Search code examples
visual-studiovisual-studio-2013cudansight

Neglected breakpoints when using nsight's "Start CUDA debugging"


Breakpoints in .cu files in Visual Studio 2013 work fine when using the "Local Windows Debugger". But when using nsight's "Start CUDA debugging" the breakpoints are neglected. How is this possible? At nsight's site they state: "Use the familiar Visual Studio Locals, Watches, Memory and Breakpoints windows". So I guess the normal breakpoints can be used?

Edit:

  • Enable CUDA Memory Checker: On/Off makes no difference
  • Generate GPU Debug Information: No/Yes (-G0) makes no difference
  • Start CUDA/Graphics debugging: breakpoints neglected

Solution

    • "Start CUDA debugging" debugs device (kernel) code, i.e. stuff compiled with nvcc -> bunch of preprocessing -> cudafe++ -> cicc toolchain path.
    • "Local Windows Debugger" debugs host code, a stuff compiled with either nvcc -> bunch of preprocessing -> cl or just cl.

    It does not matter in which file,.cpp, .cu or .h your code is. The only thing that matters is if your code is annotated as __device__ or __global__ or not.

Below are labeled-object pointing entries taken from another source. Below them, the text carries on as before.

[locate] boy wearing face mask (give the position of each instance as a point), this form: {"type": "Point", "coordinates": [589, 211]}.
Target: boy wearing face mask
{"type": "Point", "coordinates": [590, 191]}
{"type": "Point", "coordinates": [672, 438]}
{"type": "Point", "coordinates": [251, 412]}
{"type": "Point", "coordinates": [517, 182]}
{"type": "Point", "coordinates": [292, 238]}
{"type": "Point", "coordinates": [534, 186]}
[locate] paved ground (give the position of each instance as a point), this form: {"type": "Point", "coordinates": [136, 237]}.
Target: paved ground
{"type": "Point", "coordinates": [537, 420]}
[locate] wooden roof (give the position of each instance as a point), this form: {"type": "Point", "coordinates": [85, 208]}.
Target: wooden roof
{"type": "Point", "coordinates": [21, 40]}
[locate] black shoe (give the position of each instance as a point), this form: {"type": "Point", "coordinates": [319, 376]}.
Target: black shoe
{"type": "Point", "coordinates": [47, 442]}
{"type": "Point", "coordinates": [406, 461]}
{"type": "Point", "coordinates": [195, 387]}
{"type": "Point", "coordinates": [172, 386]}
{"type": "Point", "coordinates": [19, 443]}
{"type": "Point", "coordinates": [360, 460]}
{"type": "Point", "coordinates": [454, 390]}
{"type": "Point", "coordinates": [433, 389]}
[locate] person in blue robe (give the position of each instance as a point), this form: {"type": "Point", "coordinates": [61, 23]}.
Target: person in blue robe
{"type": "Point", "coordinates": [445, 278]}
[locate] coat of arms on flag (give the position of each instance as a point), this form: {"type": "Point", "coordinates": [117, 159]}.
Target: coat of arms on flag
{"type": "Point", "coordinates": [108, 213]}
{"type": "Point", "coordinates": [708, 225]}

    As of CUDA 7.5 RC (Aug 2015), on Windows you can only debug one of those at a time. On Linux and OSX you can debug both at the same time with cuda-gdb.

    See also: NVIDIA CUDA Compiler Driver NVCC

    Other things that could lead to frustration during debugging on Windows:

    • You are setting up properties for one configuration/platform pair, but running another one
    • Something went wrong with .pdb files for host and device modules. Check nvcc, cl, nvlink and link options. For example host and device debug info could be written in the same file, overwriting each other.
    • Aggressive optimizations: inlining, optimizing out locals, etc. Release code is almost impossible to debug for a human. Debugger can be fooled as well.
    • Presence of undefined behavior and/or of memory access violations. They can easily crash debugger leading to unexpected results, such as breakpoints not being hit.
    • You forgot to check errors for one of the CUDA API or kernel calls, there was error, and CUDA context is dead and kernels will not run anymore. But you don't know this yet. Your host code continues to run, and you expect kernel breakpoints to hit, but it will never happen, because kernel will just not be called.
    • All bugs described above could be in a library. Don't expect libraries to be bug-free.
    • Compilers, debuggers and drivers have bugs too. But you should always assume it's something wrong with your code first, and if nothing helps, investigate and file a bug report to a vendor.